Web Crawler Overview

The Web Crawler is installed by default as part of the CAS installation. The Endeca Web Crawler gathers source data by crawling HTTP and HTTPS Web sites and writes the data in a format that is ready for Forge processing (XML or binary).

Besides retrieving and converting the source documents, the Web Crawler tags the resulting Endeca records with metadata properties that are derived from the source documents.

After the Web Crawler writes the Endeca records, you can configure an Endeca record adapter (in Developer Studio) to read the records into your Endeca pipeline, where Forge processes the records, and you can add or modify the record properties. These property values can then be mapped to Endeca dimensions or properties by the property mapper in the pipeline. For details, see "Creating a Pipeline to read Endeca records" in the Endeca CAS Developer's Guide.

You can then build an Endeca application to access the records and allow your application users to search and navigate the document contents contained in the records.

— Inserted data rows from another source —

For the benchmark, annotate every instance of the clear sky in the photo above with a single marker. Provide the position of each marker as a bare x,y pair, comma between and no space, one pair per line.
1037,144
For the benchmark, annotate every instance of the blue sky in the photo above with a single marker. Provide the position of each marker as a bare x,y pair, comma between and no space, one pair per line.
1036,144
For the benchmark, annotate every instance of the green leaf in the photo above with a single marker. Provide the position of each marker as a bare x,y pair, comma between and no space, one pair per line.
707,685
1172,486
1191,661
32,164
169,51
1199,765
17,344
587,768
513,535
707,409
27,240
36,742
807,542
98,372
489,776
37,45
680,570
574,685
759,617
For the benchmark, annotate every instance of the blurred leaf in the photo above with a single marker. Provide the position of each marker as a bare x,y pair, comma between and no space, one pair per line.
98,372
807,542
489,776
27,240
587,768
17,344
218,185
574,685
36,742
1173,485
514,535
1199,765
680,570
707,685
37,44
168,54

The Endeca Web Crawler is intended for large-scale crawling and is designed with a highly modular architecture that allows developers to create their own plugins. The Endeca Web Crawler supports these types of crawls:

full crawls, in which all pages (URLs) in the seed are crawled.
resumable crawls (also called restartable crawls), in which the crawl uses the same seed as a previous crawl, but uses a different crawl depth or configuration.

Note that the current version of the Endeca Web Crawler does not support incremental crawls nor crawling FTP sites.

SSL Support

You can configure the Endeca Web Crawler to read and write from an SSL-enabled Record Store instance. For details, see the "SSL Configuration" chapter of the Endeca CAS Developer's Guide.